Yenice Ormanları’nı görmeyi nereden kafama taktım
hatırlıyorum. Bu yaz ortasında Çamlıhemşin
Yaylalarını gezerken oraların sonbaharda nasıl sarardığını ballandıra
ballandıra anlatanlar vardı. “Sen
buraları bir de sonbaharda gör” diyenler az değildi. Merak uyandırıyor
tabi. Fotoğrafla uğraşan tanıdıklardan da sık sık duyduğun Yedigöller, Abant,
Küre Dağları bir de Borçka Karagöl övgüleri var. “Sarı rengi görmek yetmez, fotoğraflamak da lazım. Sarı rengi git de
sen Karagöl’de gör…” Bitmek tükenmek bilmeyen ego şişinmelere sırf biraz
bilgi almak için katlanmak gücüme gidiyordu ama kimseyi eleştirmeye gelmiyordu.
Yaz ortalarından itibaren sarı rengin ortaya çıkmasına
kadar olan sürede sık sık nereye gidebileceğimi düşündüm. İnternetten
araştırıyorum. Foto bloglarını karıştırıyorum. O kadar çok lüzumsuz şey yazılıp
çizilmiş ki. İki yer üzerinde karar
kıldım. Borçka ve Küre Dağları. Başladım planlamaya. İnternet
taranacak. Oralarda fotoğraf çekenlerden
tavsiyeler alınacak. Nerede kalınır, nereye gidilir gibi lojistik konuların
üzerinde ısrarla durulacak. Vakit de yok. Sonbahar hızla ilerliyor.
Ormanların
sararmaya başladığı dönem olan Ekim sonu Kasım başı özellikle fotoğraf
görselliği açısından ilgi çekici olan zaman aralığıydı. Geçen yıl sonbahar
fotoğrafı çekmek için Antalya bölgesinde sayılı yerler olan Kasnak Meşesi Ormanı ve Kovada Gölü’nde çekim yaptığımı hatırlıyorum.
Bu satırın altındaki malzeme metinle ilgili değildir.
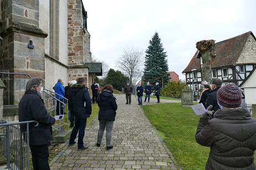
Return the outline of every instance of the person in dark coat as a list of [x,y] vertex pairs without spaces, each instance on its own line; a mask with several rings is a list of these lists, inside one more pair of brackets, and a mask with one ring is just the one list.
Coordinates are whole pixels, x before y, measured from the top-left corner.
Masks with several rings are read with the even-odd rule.
[[204,107],[207,109],[210,105],[211,105],[213,107],[211,110],[216,111],[219,109],[217,100],[217,92],[221,88],[222,84],[222,81],[219,78],[213,78],[211,84],[212,91],[207,95]]
[[145,97],[144,102],[146,102],[146,100],[147,100],[147,98],[148,98],[147,102],[149,102],[150,99],[150,94],[151,94],[151,85],[150,85],[149,82],[147,82],[147,84],[146,85],[145,93],[146,93],[146,96]]
[[211,105],[200,118],[196,134],[197,143],[211,147],[205,169],[255,169],[256,119],[248,109],[239,108],[242,94],[237,85],[222,87],[217,97],[221,109],[209,120]]
[[130,84],[129,82],[127,82],[126,85],[124,88],[124,92],[125,93],[125,97],[126,98],[126,103],[125,103],[125,104],[128,104],[128,98],[129,99],[129,104],[131,104],[132,87]]
[[[75,80],[72,80],[68,82],[68,86],[65,87],[65,97],[68,99],[69,99],[69,91],[71,89],[71,86],[73,84],[76,84],[76,81]],[[69,105],[70,105],[70,102],[69,102]],[[72,110],[72,109],[70,107],[69,107],[69,113],[68,113],[68,117],[69,119],[69,121],[70,122],[70,128],[74,127],[74,122],[75,121],[75,116],[74,115],[74,112]]]
[[93,92],[93,103],[97,103],[98,92],[99,90],[99,86],[97,83],[94,82],[93,84],[91,86],[91,91]]
[[[55,121],[48,114],[41,98],[43,83],[40,78],[31,78],[27,83],[26,91],[19,103],[19,121],[37,120],[39,123],[36,127],[35,124],[29,124],[29,147],[34,169],[50,169],[48,146],[53,140],[50,126]],[[21,130],[27,131],[27,125],[21,124]]]
[[[56,94],[55,97],[57,99],[60,101],[64,102],[63,97],[65,95],[65,90],[62,85],[62,80],[61,79],[58,79],[58,82],[55,84],[54,91],[56,93],[59,94]],[[63,104],[58,100],[57,100],[56,105],[56,114],[57,115],[64,114],[64,105]]]
[[155,88],[155,94],[156,95],[156,98],[157,98],[157,103],[160,103],[160,98],[159,95],[160,95],[160,86],[159,86],[158,82],[156,83],[156,88]]
[[100,108],[98,117],[100,127],[96,145],[98,147],[100,146],[103,134],[106,129],[106,150],[107,150],[113,148],[113,146],[111,145],[111,141],[112,129],[116,114],[116,111],[117,109],[116,100],[113,95],[113,87],[110,84],[106,84],[103,87],[98,98],[98,105]]
[[205,80],[202,81],[201,87],[203,88],[203,91],[202,91],[202,93],[200,94],[200,97],[199,98],[199,103],[202,103],[202,104],[203,104],[204,106],[206,105],[206,101],[207,98],[208,94],[211,93],[211,87],[208,84],[208,82]]
[[88,148],[84,146],[83,139],[84,130],[86,126],[87,118],[91,114],[91,102],[90,94],[85,87],[85,79],[80,77],[76,84],[71,86],[69,94],[69,107],[73,110],[75,115],[75,126],[72,130],[69,139],[69,146],[75,144],[75,139],[78,131],[78,150],[83,150]]
[[138,96],[138,105],[142,105],[143,87],[141,86],[141,83],[139,83],[136,91],[137,92],[137,95]]

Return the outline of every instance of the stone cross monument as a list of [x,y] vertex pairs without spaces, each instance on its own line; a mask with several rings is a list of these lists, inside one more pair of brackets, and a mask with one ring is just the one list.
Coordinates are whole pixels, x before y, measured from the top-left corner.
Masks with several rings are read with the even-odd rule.
[[196,47],[202,56],[202,81],[205,80],[211,83],[212,79],[212,60],[215,56],[215,41],[202,40],[197,42]]

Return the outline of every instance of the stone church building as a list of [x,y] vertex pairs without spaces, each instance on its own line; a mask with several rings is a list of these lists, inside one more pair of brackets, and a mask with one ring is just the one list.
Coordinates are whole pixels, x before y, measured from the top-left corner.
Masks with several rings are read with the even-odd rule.
[[0,12],[0,72],[43,78],[50,90],[59,78],[66,86],[80,77],[90,87],[102,75],[81,0],[1,0]]

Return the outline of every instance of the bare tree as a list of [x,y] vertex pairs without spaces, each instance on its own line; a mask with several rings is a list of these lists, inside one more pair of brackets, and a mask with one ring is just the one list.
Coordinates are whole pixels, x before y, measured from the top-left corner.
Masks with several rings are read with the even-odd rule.
[[116,61],[117,67],[130,78],[131,84],[136,84],[141,78],[144,64],[142,50],[135,48],[124,49],[122,57]]

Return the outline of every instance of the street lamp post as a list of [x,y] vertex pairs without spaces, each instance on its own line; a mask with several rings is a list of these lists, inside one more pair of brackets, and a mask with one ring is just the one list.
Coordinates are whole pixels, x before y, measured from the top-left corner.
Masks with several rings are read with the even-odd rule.
[[196,69],[192,69],[191,71],[192,72],[192,91],[193,91],[193,101],[194,101],[194,73],[193,71],[196,71]]

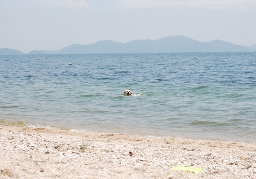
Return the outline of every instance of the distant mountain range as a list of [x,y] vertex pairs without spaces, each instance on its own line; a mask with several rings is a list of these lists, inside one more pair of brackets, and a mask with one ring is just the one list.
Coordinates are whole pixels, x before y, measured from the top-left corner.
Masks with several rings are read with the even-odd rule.
[[[176,36],[156,40],[135,40],[125,43],[105,40],[84,46],[73,44],[60,50],[33,50],[29,54],[236,52],[256,52],[256,44],[245,47],[218,40],[202,42],[188,37]],[[0,55],[18,54],[23,53],[12,49],[0,49]]]

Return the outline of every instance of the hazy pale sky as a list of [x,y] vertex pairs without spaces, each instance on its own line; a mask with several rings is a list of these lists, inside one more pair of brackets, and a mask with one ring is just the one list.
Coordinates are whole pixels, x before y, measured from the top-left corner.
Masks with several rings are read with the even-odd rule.
[[256,44],[256,0],[0,1],[0,48],[27,53],[178,35]]

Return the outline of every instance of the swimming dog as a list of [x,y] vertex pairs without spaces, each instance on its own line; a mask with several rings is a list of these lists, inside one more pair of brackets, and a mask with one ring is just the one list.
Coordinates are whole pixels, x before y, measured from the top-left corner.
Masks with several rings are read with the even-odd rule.
[[124,95],[127,96],[138,96],[142,94],[142,93],[139,94],[132,94],[132,92],[130,90],[125,90],[124,91]]

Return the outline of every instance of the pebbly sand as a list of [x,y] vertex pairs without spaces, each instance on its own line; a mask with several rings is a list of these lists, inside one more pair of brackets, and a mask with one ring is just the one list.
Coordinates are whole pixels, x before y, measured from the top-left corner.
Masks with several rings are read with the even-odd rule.
[[0,142],[0,178],[256,178],[252,143],[7,126]]

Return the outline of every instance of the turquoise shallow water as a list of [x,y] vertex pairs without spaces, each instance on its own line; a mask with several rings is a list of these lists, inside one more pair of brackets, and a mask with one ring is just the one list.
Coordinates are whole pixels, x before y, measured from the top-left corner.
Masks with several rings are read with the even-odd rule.
[[[2,124],[256,140],[256,53],[0,56],[0,62]],[[125,96],[126,90],[143,95]]]

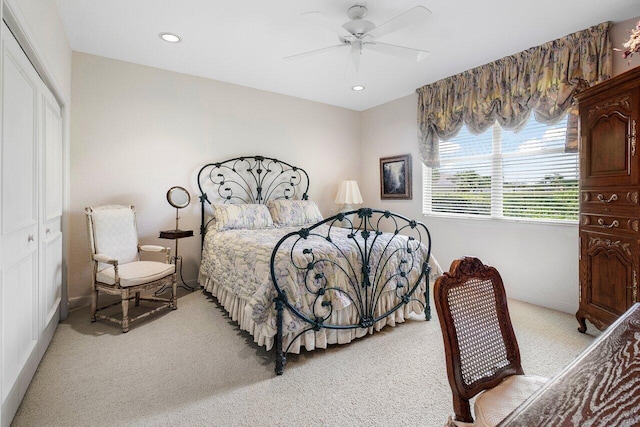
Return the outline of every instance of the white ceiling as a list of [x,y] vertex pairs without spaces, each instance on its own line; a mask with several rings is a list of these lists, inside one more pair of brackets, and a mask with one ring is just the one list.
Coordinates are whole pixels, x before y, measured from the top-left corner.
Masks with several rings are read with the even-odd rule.
[[[362,111],[416,88],[603,21],[640,15],[639,0],[56,0],[73,50]],[[366,4],[379,25],[414,7],[432,13],[379,41],[424,49],[421,62],[349,49],[295,61],[285,56],[338,43],[301,17],[348,21]],[[159,38],[173,32],[182,42]],[[361,84],[362,92],[351,87]]]

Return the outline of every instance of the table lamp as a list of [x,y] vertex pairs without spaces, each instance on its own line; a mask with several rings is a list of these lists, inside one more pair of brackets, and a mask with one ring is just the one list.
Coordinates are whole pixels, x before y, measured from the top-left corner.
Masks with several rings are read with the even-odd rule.
[[[343,205],[340,212],[354,210],[355,207],[353,205],[359,205],[362,203],[362,196],[360,195],[358,183],[353,179],[342,181],[334,202],[339,205]],[[342,221],[342,226],[350,227],[351,224],[353,224],[353,214],[346,215]]]

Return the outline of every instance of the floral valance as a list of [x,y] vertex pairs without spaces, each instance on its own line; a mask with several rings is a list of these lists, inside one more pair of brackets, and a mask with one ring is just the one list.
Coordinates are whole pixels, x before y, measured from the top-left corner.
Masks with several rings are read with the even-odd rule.
[[531,111],[542,123],[560,120],[577,89],[611,76],[610,27],[605,22],[417,89],[422,161],[438,167],[439,141],[463,124],[482,133],[497,120],[517,131]]

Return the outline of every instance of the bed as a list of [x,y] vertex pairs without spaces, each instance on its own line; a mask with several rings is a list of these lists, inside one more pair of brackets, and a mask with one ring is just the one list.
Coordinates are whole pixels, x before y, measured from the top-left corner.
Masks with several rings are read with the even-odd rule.
[[199,283],[258,345],[275,348],[277,374],[288,353],[431,319],[439,268],[424,224],[371,208],[322,218],[306,171],[264,156],[206,164],[198,187]]

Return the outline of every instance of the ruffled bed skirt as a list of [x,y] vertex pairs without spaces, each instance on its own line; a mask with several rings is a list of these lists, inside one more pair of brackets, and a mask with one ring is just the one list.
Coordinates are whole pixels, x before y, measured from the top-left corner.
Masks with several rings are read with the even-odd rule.
[[[249,332],[253,336],[253,341],[259,346],[264,346],[267,350],[273,347],[275,336],[265,334],[264,328],[256,324],[251,318],[251,309],[248,308],[249,301],[246,301],[236,295],[224,285],[219,284],[213,278],[209,277],[203,271],[200,271],[199,283],[202,288],[216,297],[218,302],[229,313],[231,319],[238,323],[240,329]],[[424,282],[423,285],[416,289],[414,297],[424,302]],[[387,296],[380,299],[378,309],[380,313],[386,312],[389,308],[397,303],[393,292],[389,292]],[[275,306],[274,306],[275,311]],[[285,308],[287,311],[287,308]],[[374,331],[379,331],[386,325],[395,326],[397,323],[403,323],[412,313],[423,314],[424,308],[417,301],[412,301],[402,308],[396,310],[390,316],[379,320],[369,328],[357,329],[321,329],[319,331],[308,331],[293,342],[289,353],[299,353],[300,348],[304,347],[307,351],[316,348],[327,348],[329,344],[347,344],[356,338],[361,338]],[[275,314],[274,314],[275,315]],[[331,319],[327,323],[331,324],[353,324],[357,319],[356,310],[351,306],[347,306],[341,310],[336,310],[331,314]],[[289,345],[289,341],[294,339],[298,331],[285,334],[283,340],[283,349]]]

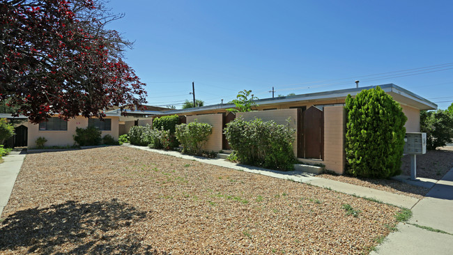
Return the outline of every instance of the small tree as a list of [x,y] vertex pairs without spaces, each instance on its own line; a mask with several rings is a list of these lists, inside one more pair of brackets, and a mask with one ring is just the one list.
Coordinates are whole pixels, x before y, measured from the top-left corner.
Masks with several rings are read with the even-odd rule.
[[0,144],[14,135],[14,127],[6,118],[0,118]]
[[453,114],[448,110],[420,111],[420,130],[427,133],[427,148],[436,150],[453,139]]
[[236,99],[229,102],[230,104],[234,104],[236,109],[230,108],[227,110],[235,114],[236,112],[252,111],[252,107],[258,106],[254,101],[258,100],[258,98],[253,96],[251,93],[251,90],[245,89],[243,91],[239,91],[238,95],[236,95]]
[[447,111],[453,116],[453,102],[447,108]]
[[346,168],[355,176],[389,178],[401,173],[407,117],[380,87],[346,100]]

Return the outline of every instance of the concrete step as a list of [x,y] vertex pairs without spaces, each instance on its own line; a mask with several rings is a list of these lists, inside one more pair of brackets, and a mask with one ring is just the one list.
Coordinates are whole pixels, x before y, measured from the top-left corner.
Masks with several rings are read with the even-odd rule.
[[228,156],[229,156],[229,155],[230,155],[229,153],[217,153],[217,157],[218,157],[218,158],[226,159],[226,158],[228,157]]
[[294,164],[294,170],[314,174],[323,173],[321,167],[310,166],[309,164]]

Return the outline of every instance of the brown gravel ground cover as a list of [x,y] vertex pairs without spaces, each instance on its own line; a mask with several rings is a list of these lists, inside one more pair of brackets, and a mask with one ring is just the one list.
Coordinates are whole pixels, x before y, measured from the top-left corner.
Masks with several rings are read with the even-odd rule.
[[[410,158],[402,158],[402,174],[410,175]],[[453,167],[453,146],[445,146],[436,150],[427,150],[424,155],[417,155],[417,177],[440,180]],[[368,187],[376,190],[422,199],[429,189],[404,183],[394,180],[360,178],[348,176],[321,174],[316,177],[325,178],[343,183]]]
[[43,153],[26,155],[0,253],[362,254],[400,211],[123,146]]

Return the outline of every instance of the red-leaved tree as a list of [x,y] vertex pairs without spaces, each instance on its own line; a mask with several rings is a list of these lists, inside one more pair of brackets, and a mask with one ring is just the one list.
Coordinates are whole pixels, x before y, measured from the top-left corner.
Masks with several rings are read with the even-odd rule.
[[145,102],[102,0],[0,0],[0,101],[33,123]]

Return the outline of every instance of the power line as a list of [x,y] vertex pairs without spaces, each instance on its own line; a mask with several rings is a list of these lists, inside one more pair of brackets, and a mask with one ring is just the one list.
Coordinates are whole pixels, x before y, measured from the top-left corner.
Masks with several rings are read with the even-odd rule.
[[[372,75],[358,75],[358,76],[351,77],[347,77],[347,78],[325,79],[325,80],[320,80],[320,81],[315,81],[315,82],[302,82],[302,83],[299,83],[299,84],[282,84],[282,85],[278,85],[278,86],[295,86],[295,85],[304,85],[304,84],[316,84],[316,83],[318,83],[318,82],[340,81],[340,80],[351,79],[355,79],[355,78],[364,78],[364,77],[370,77],[370,76],[377,76],[377,75],[387,75],[387,74],[390,74],[390,73],[404,72],[407,72],[407,71],[413,71],[413,70],[422,70],[422,69],[427,69],[427,68],[429,68],[429,69],[443,68],[445,68],[445,67],[447,67],[447,66],[451,66],[451,65],[453,65],[453,62],[452,63],[443,63],[443,64],[438,64],[438,65],[429,65],[429,66],[425,66],[425,67],[422,67],[422,68],[405,69],[405,70],[398,70],[398,71],[381,72],[381,73],[376,73],[376,74],[372,74]],[[437,68],[435,68],[435,67],[437,67]],[[427,70],[429,70],[429,69],[427,69]]]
Sonuç çok başarılı değildi. Hem çekim için çok az vakit vardı hem de yeterli
ekipmanım yoktu. Orada ağaç çeşitliliği çınar, kavak ve birkaç yabani meyve ağacının dışında esas
renk veren kayın, gürgen gibi ağaçlar Likya
ve Pisidia bölgelerinde yok. Sedir ve kızılçam ağırlıklı bitki örtüsü
sararmıyor. Meyve ağaçlarının olduğu Korkuteli ve Elmalı platosunda dağınık tek tük ağaçlara rastlanıyor. Yaprak döken ağaçların
esas anayurdu Karadeniz. Sonbahar renkleri için adres Karadeniz hiç kuşkusuz. Ama
neresi?
Bunun cevabını da internet araştırmaları sırasında
buldum. Yenice Ormanları. Küre Dağları çok daha geniş bir alana yayıldığı
nedeniyle onu ikinci bir ziyarete bırakmaya karar verdim. Önemli olan karar
vermekti. Yenice ormanları Karabük’e otuz kilometre uzakta idi. Antalya’dan
Karabük’e ancak otobüsle gitmek mümkündü. Bu da neresinden baksan sekiz dokuz
saatlik bir otobüs yolculuğu demekti. Çocukluk yıllarımda tren, gençlik
yıllarımda otobüs daha sonra da uçak yolcusu olmuştum. En son neredeyse kırk
sene önce şehirlerarası otobüse binmiştim. Sekiz saatlik yolculuk gözümde
büyüyordu. O kadar yolu gitmeye değecek miydi? Oraya gitmeden bunu anlamanın
imkanı yoktu.
Karar verildiğine göre ilk iş kalacak yer bulmaktı.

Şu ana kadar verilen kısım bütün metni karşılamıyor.